En ese inicio des tarde y una vez formado el cuadrilátero por personas, estamos cambiados y listos para comenzar una obra crítica a la burocracia, llamada “El hombre que no podía orinar”, donde el personaje debe cumplir con infinidad de requisitos antes de ser autorizado a ejercer el "llamado de la naturaleza". En la obra, El Gato, intérprete del personaje principal, mal esconde un largo chorizo de tela dentro de unos teatrales calzones y lo muestra por un segundo antes de ser interrumpido, generando la risa del público. Yo estoy pintado de blanco la cara, representando a un burócrata que pide requisitos en una ventanilla. Cuando trato de “sellar” el documento, veo en el público a mi madre con su traje sastre de docente. Ella de seguro está en el centro de la ciudad, precisamente para hacer algún trámite. Me doy cuenta que me mira con esa expresión adusta que pone cuando algo le molesta y que conozco desde siempre. Se me pone la piel de gallina y quiero salir corriendo, ella está enojada y evidentemente frustrada. Pero como dice el lugar común, la función debe continuar y lo hago con aplomo, luego de sacar fuerzas recordando los textos del "Teatro del Oprimido" de Boal y a la versatilidad radical de ese tremendo actor y persona, quien luego será mi amigo, el salvadoreño Alejo. Cuando El Chafo capta la atención del público desde su rol del policía que reprime al “meón”, me doy cuenta que mi madre se ha ido.
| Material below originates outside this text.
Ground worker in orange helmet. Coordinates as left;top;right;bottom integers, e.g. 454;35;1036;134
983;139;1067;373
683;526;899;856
Llego a casa, mi madre me recibe con cara de pocos amigos y dice:
- Si necesitas plata, pídeme.
El mensaje implícito posterior, lo comprendo totalmente. Siento que ella no valora mi arte, siento que la avergüenzo por ser actor de la calle, pero me digo que eso también es parte de estar contra el sistema y sonrío sin que ella me vea.
Al día siguiente le cuento esa historia al Chafo y cuando termino el relato, su risa exagerada de marihuano, interrumpe al dúo Pedro y Pablo que suena en la grabadora del TTP. El Chafo me hace una propuesta.
- ¿Qué te parece si hacemos teatro este viernes y con lo que nos den tomamos un bus hasta donde nos alcance la plata?... Y donde lleguemos hacemos lo mismo y así… ¿Qué te parece?
- ¡Vamos!, le digo
Pero esa es otra historia, otra loca e ingenua historia del taller de teatro de la calle.